Вадим Данилович не торопил своего молодого коллегу, наблюдал за Шумиловым с ленивым спокойствием.
— Дамочка, видите ли, хочет очных ставок. Будут ей очные ставки! — процедил, наконец, Шидловский, — Возни, нам конечно… Но деваться некуда — теперь это дело под контролем прокурора города, так что мы сделаем все, чтоб комар носа не подточил на суде. И передопросить всех придется, точнее, тех, кто против неё свидетельствует.

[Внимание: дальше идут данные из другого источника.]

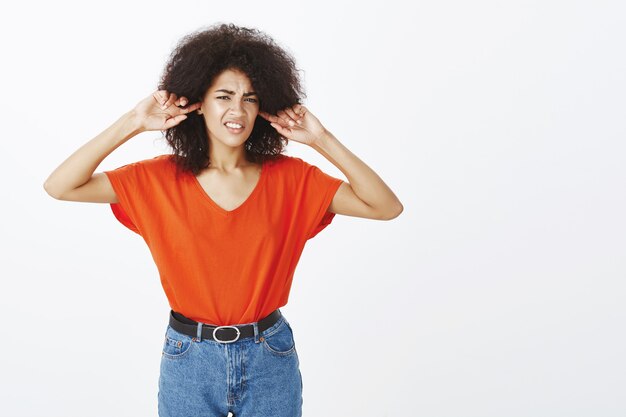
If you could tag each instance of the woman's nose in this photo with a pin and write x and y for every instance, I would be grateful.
(236, 106)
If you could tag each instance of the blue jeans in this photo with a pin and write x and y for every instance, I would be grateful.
(252, 377)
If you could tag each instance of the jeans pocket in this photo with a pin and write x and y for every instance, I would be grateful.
(281, 341)
(175, 344)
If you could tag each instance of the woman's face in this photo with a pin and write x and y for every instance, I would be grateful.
(231, 98)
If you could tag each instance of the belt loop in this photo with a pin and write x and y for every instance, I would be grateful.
(256, 332)
(199, 332)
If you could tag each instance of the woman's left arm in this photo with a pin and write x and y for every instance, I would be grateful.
(366, 194)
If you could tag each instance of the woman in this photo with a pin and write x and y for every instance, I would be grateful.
(226, 215)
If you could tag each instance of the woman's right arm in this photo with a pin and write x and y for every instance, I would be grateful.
(74, 179)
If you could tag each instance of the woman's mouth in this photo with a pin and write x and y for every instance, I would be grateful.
(234, 127)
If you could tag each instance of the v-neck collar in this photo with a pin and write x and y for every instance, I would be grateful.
(247, 201)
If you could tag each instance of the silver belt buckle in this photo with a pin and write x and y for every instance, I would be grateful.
(226, 341)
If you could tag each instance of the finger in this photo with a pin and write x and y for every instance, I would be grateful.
(172, 98)
(192, 107)
(293, 115)
(173, 121)
(283, 131)
(284, 117)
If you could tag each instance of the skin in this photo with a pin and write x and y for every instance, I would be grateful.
(364, 195)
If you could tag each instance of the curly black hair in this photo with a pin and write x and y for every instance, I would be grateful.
(202, 55)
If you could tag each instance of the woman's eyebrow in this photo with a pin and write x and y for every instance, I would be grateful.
(251, 93)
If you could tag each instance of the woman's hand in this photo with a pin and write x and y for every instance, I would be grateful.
(296, 123)
(156, 112)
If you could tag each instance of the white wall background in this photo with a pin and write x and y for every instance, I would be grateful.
(500, 289)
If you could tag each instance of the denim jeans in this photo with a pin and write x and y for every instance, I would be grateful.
(253, 377)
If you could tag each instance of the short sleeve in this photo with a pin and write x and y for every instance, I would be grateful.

Я сам этим займусь. А вам, Алексей Иванович, придется ехать опять к Прознанским, искать дневник. Это, конечно, не шутка — такая улика. А, впрочем, может его и не было, дневника-то?
Алексей Иванович подумал про себя, что дневник скорее всего существует, вряд ли обвиняемая стала бы это выдумывать, тем более, если сама признается, что его не читала, а значит и не может знать наверняка, что там. Другое дело, захотят ли родители его выдавать. Коли ранее они этого не сделали, значит, у Прознанских-старших существуют веские причины не рассказать о нём следствию. «Впрочем, — решил Шумилов, — не следует забегать вперед, сначала дневник надо найти».
— Мне кажется, в позиции Жюжеван есть своя логика. О какой ревности со стороны обвиняемой можно говорить, если Николай Прознанский получил «отставку» за месяц до смерти? Пожалостина никак не грозила отношениям Жюжеван с Николаем.
— А логику здесь искать и не надо, — возразил Шидловский, — Женщины склонны к аффектации. Гувернантка поняла, что отношения с молодым человеком себя исчерпывают. Видимо, не могла с этим смириться.
— В такого рода предположениях можно очень далеко зайти. Давайте обвиним Жюжеван в подготовке убийства, скажем, Веры Пожалостиной. Или ещё какую-нибудь несуразицу выдумаем! Но мы же все-таки должны отталкиваться от фактов.
— Прекрасно, Алексей Иванович, вот и оттолкнитесь от фактов, — язвительно предложил Шидловский.
— Мне совершенно непонятно почему Жюжеван, еще трое суток оставаясь в доме своей жертвы, не уничтожила яд. Ничто не мешало ей вылить остаток морфия из банки и залить туда микстуру. И мы бы никогда не догадались каким образом яд попал в организм Николая Прознанского.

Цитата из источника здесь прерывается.